Поля молчала. Софья Павловна сердито сказала:
–Многоженство – фишка лишь для богатых. Большинство россиян с трудом содержит одну семью. К тому же на востоке платят калым родителям невесты, по их меркам – немалую сумму. – Помолчав, добавила: – Многоженство – чаще брак по расчету. Если по любви, жена одна. В этом случае восток или запад – без разницы, люди везде люди, ревность еще никто не отменял.
–Ясно, – пролепетала Поля.
Она не понимала, что интересного нашла Софья Павловна в этой теме. Пустячная передача по телевизору почему-то задела старуху. Сама Поля на нее не обратила бы внимания.

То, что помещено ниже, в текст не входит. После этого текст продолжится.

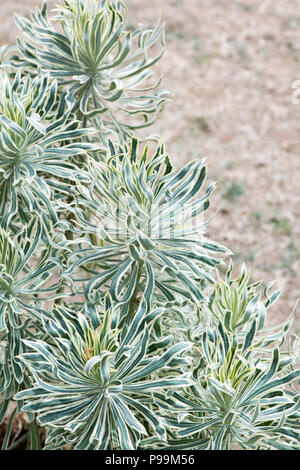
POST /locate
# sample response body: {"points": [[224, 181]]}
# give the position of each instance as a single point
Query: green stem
{"points": [[133, 303]]}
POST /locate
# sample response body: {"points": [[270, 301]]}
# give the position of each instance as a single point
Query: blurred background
{"points": [[231, 65]]}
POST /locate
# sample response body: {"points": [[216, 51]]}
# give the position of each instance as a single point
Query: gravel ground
{"points": [[231, 65]]}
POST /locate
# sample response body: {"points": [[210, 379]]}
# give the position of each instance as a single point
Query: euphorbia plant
{"points": [[116, 328]]}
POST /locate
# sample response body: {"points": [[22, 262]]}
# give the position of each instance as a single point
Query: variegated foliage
{"points": [[148, 228], [103, 68], [116, 330], [96, 387], [27, 264], [37, 140]]}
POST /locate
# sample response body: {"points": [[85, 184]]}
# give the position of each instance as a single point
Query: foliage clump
{"points": [[117, 328]]}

–Если закон защитит интересы женщин – и детей, разумеется, это чаще одно и то же! – половина российских дам проголосует за многоженство, – Софья Павловна нехорошо улыбнулась. – Все лучше, чем считать копейки или мучиться с алкоголиком.
–П-пожалуй.
–Проблема в другом.
Поля молчала. Софья Павловна кивнула на темный экран телевизора и с досадой пояснила:
–Мальчиков всегда рождается больше. Годам к двадцати пяти-тридцати все выравнивается, годам к сорока женщин уже больше, дальше разница лишь растет. Но! Браки-то заключаются в юности. Выходит, беднота – как раз тот самый голоштанный студент – останется без жен. Мой внук, скажем, будет иметь четыре семьи, а твой брат… есть у тебя брат? Ему полжизни зарабатывать на калым. Даже за дурнушку придется платить.